Consider the infinite series

$\sum _{k=0}^{\infty }-ke^{-k}$ Determine whether it is convergent using the integral test.

## Complete Solution

### Step 1: Pull Out the Negative Sign

$\sum _{k=0}^{\infty }-ke^{-k}=-\sum _{k=0}^{\infty }ke^{-k}=-S$ where

$S=\sum _{k=0}^{\infty }ke^{-k}$ If S converges, then the given infinite series converges.

### Step 2: Check to see if the integral test can be applied

Let $f(x)=xe^{-x}$ . Then

• f(x) is continuous
• f(x) is decreasing
• f(x) is non-negative

Therefore the integral test can be applied.

### Step 3: Apply the Integral Test

{\begin{aligned}\int _{1}^{\infty }xe^{-x}dx&=-xe^{-x}{\Big |}_{1}^{\infty }-\int _{1}^{\infty }-e^{-x}dx&&(1)\\&={\big (}-e^{-1}-0{\big )}-e^{-x}{\Big |}_{1}^{\infty }&&(2)\\&=-2e^{-1}\end{aligned}} ### Step 4: Conclusion

The result is finite, so S is convergent by the integral test, so the given series is also convergent.
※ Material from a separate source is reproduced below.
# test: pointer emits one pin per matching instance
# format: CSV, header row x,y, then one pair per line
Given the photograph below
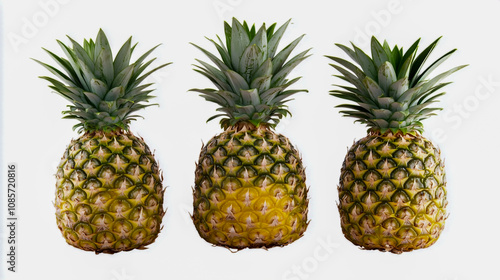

## Explanation of Each Step

### Step (1)

If we did not pull out the negative sign, we would not be able to apply the integral test, because this test can only be applied when all terms in the series are positive. This simple algebraic manipulation allows us to apply the integral test.

### Step (2)

There are only three criteria we need to check before applying the integral test. Because all three criteria are met, we can apply this test.

### Step (3)

In Step (3) we applied the formula for the integral test, using the method of integration by parts to calculate the integral.

## Possible Challenge Areas

### Algebraic Manipulation If we let a=2, then we see that the function we use to perform the integral test is strictly positive for x>2. Simply pulling out the first few negative terms in the sum that are negative will create a series whose convergence we can test with the integral test.

In the example we were given, we only had to pull out a negative sign, but what if we were asked to determine whether

$\sum _{k=0}^{\infty }-(k-a)e^{-(k-a)},\quad a>0$ converges? How would we approach this problem?

Observing that the function $f(x)=(x-a)e^{-(x-a)},\quad a>0$ is strictly positive for x>a, we can pull out the first terms of the sum that are negative, knowing that the remaining terms are positive, and can be used in the integral test.